Этот прожорливый и огромный дельфин, глотающий целиком тюленей, опасен ли он людям? В морях – возможно. Но в неволе косатки очень послушны и миролюбивы. В аквариуме Сиэтла (США) четырехтонная косатка стала настолько ручной, что брала корм из рук сторожа, а он, чтобы покормить ее, безбоязненно заходил в воду. Больше того, этот человек даже катался на спине «свирепого» кита в лагуне, в которой косатка жила.

Когда другую косатку привезли в океанариум Ванкувера (Канада), она сначала ничего не хотела есть в неволе. Тогда спустили воду, подошли по дну бассейна к дельфину-гиганту, раздвинули его чудовищную пасть толстой палкой, просунули в глотку и дальше в желудок пожарную кишку и насосом «перекачали» два пуда селедочной пасты. Так кормили косатку через день целый месяц, а потом сама стала есть. Эта косатка жила в нежной дружбе с самкой короткомордого дельфина, которого в море, возможно, не задумываясь, проглотила бы. В океанариуме Сан-Диего (Калифорния) дельфин той же породы, но только самец, играл и долго ухаживал, проявляя полное мужское расположение, с косаткой женского пола. Она терпеливо переносила его навязчивый флирт, порой переходящий границы дозволенного, но не разорвала и не съела кавалера-карлика.

Так что нрав косаток, по-видимому, не так уж и свиреп, как часто об этом пишут.

Ложная, или черная, косатка похожа немного на большую, но вся черная, голова у нее не туповатая, а удлиненная. Длина до 6 метров, вес до 1,5 тонны. В холодные воды, к кромке льдов ложная косатка не заплывает, обитает в умеренных и субтропических водах Мирового океана. Встречается в Средиземном и реже в Балтийском морях.

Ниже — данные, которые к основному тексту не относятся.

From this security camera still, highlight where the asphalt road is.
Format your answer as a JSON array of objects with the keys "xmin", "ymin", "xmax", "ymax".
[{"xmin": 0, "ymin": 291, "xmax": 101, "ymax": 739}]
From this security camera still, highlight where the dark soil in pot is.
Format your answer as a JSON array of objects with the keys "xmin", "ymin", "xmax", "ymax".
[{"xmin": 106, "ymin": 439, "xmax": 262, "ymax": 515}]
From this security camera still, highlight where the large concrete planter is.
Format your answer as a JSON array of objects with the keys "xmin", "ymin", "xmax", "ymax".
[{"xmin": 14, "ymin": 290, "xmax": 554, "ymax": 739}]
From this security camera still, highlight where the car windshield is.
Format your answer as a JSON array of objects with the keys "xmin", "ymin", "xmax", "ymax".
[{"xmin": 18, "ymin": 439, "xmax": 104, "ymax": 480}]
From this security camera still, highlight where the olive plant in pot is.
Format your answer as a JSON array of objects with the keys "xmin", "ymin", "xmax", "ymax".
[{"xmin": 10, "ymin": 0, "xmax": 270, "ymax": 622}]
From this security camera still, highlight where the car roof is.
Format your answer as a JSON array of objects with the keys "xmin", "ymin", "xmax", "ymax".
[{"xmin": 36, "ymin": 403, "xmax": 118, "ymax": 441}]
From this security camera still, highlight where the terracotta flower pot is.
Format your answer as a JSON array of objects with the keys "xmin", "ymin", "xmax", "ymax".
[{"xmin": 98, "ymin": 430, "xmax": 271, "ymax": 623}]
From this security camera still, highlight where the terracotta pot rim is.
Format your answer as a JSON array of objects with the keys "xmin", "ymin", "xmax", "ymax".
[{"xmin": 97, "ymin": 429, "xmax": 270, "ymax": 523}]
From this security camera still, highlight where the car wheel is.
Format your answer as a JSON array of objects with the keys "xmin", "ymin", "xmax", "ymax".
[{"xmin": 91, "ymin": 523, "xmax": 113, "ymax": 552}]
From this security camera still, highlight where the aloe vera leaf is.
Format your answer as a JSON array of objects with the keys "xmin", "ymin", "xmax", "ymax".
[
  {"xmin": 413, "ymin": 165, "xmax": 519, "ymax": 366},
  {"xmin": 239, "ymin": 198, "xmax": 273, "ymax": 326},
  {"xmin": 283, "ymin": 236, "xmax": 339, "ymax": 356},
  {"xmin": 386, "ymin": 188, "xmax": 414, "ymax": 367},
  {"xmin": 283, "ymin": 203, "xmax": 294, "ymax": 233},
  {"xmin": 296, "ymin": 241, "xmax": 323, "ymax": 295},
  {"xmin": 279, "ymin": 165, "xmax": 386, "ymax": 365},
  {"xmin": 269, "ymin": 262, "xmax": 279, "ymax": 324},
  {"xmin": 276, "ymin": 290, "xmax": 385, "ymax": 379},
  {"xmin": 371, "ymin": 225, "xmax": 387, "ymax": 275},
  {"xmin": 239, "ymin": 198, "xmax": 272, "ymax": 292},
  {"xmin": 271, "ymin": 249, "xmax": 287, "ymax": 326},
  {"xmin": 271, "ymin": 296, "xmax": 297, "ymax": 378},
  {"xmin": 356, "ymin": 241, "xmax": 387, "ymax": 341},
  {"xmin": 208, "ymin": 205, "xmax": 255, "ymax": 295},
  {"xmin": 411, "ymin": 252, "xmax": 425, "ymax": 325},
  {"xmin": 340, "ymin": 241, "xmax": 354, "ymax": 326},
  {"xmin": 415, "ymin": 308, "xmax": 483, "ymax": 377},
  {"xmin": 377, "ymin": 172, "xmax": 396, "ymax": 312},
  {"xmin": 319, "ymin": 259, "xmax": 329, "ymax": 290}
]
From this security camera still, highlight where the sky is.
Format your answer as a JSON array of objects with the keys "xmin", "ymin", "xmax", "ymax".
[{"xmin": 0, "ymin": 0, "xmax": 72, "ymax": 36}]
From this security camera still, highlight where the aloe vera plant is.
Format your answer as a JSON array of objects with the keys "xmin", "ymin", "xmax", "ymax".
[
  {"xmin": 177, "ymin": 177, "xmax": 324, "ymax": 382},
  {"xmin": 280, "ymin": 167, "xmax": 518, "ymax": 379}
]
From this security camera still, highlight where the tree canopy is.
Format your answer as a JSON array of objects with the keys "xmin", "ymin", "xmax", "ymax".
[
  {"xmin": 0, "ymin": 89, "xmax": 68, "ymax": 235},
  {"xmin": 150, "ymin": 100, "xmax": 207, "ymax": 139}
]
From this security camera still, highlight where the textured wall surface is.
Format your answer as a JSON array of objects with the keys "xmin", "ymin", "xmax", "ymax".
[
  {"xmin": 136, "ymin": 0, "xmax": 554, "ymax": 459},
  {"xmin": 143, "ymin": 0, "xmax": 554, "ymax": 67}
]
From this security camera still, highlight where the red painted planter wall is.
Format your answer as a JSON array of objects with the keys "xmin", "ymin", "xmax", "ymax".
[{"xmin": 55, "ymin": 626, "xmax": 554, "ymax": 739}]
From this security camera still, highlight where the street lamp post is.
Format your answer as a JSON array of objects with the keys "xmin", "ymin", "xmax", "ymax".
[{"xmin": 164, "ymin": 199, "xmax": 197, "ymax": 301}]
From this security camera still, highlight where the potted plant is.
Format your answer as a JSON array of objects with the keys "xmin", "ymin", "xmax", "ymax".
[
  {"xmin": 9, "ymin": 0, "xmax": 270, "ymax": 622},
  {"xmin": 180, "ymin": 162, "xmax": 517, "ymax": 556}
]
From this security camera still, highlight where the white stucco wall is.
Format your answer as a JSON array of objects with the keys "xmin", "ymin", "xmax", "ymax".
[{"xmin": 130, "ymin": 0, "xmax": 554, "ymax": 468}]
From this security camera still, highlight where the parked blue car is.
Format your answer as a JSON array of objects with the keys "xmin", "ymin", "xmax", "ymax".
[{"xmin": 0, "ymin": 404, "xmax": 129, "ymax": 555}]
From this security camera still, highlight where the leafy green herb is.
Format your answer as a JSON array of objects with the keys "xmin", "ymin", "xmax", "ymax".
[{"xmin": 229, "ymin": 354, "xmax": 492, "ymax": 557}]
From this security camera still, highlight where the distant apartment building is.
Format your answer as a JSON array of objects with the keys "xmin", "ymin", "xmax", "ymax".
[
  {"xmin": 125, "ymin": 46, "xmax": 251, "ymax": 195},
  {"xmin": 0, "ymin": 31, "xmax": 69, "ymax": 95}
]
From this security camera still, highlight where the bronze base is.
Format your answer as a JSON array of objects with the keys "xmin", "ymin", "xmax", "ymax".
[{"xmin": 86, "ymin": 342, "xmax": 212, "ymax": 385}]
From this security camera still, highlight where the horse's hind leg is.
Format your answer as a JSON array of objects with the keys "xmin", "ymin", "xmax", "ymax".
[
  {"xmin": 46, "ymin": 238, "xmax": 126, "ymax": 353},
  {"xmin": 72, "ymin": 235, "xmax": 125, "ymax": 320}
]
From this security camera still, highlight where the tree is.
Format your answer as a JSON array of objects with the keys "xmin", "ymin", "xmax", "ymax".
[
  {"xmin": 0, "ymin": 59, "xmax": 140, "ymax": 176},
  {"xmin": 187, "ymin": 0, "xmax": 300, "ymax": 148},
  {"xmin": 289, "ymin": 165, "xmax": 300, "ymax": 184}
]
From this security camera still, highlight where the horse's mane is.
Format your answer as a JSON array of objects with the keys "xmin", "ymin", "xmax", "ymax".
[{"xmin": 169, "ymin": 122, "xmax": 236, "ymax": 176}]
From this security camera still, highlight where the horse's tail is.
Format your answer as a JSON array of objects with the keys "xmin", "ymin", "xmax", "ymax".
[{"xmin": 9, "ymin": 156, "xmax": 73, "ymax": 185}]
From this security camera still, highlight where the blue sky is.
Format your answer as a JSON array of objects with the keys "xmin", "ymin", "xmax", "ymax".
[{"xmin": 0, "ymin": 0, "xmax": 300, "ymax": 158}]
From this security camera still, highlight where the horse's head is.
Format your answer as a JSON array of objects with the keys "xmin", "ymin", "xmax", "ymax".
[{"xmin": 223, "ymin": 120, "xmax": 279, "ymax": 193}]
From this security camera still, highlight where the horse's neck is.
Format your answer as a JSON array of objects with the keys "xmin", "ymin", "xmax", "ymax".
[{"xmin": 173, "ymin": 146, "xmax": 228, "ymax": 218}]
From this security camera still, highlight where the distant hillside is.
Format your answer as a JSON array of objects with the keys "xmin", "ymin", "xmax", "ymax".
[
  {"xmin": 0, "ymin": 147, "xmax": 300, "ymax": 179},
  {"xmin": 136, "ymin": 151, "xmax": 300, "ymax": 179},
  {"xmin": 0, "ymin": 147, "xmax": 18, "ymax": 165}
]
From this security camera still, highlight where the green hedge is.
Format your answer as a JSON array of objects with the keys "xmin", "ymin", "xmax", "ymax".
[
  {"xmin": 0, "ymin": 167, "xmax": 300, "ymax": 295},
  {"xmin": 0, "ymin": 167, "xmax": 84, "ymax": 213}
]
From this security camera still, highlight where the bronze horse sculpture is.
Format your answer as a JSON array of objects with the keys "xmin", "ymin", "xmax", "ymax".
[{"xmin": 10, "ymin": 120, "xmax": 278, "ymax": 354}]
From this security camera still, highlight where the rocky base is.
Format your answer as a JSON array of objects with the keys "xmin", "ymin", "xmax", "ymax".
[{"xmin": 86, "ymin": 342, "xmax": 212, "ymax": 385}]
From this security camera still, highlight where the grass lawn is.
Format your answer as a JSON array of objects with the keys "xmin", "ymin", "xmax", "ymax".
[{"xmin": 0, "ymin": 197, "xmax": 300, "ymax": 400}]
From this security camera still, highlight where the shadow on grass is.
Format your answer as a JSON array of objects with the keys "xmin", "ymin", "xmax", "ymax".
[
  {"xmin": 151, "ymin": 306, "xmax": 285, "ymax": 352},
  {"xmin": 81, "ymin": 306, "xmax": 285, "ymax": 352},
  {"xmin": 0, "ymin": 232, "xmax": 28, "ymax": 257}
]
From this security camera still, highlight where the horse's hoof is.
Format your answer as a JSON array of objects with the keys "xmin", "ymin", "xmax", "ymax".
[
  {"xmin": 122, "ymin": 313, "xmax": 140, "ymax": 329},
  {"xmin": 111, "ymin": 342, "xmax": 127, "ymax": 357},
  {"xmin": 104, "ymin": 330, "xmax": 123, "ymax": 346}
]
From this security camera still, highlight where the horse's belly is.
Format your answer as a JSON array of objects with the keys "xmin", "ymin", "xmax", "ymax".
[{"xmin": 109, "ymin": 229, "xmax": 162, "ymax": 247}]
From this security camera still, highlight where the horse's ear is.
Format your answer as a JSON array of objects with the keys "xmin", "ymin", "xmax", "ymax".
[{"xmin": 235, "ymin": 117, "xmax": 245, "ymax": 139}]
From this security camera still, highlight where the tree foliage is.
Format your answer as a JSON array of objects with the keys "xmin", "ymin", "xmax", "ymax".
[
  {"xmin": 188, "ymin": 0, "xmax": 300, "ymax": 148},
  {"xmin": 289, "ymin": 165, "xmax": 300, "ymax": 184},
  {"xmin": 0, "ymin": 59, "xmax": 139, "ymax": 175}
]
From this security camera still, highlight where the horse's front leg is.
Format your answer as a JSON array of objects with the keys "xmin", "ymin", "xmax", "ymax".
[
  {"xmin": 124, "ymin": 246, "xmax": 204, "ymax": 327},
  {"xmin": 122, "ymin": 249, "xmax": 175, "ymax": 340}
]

Интересно, что в 1846 году известный британский зоолог Роберт Оуэн описал черную косатку как кита вымершего. Ее череп нашли в болоте Ланкашира, на востоке Англии. Только через 16 лет эти косатки вдруг неожиданно «воскресли» для науки. Целая сотня их оказалась на берегу Кильской бухты.

Фереза, называемая карликовой косаткой, нелегко дается в ученые руки: только четыре экземпляра этого дельфина были изучены зоологами. Добыли их в Тихом океане и у Сенегала в Атлантическом. Цветом фереза темно-серая с белыми губами и длиной чуть более двух метров.

Остается рассказать о китовидных дельфинах (лиссодельфисах) и морских свиньях.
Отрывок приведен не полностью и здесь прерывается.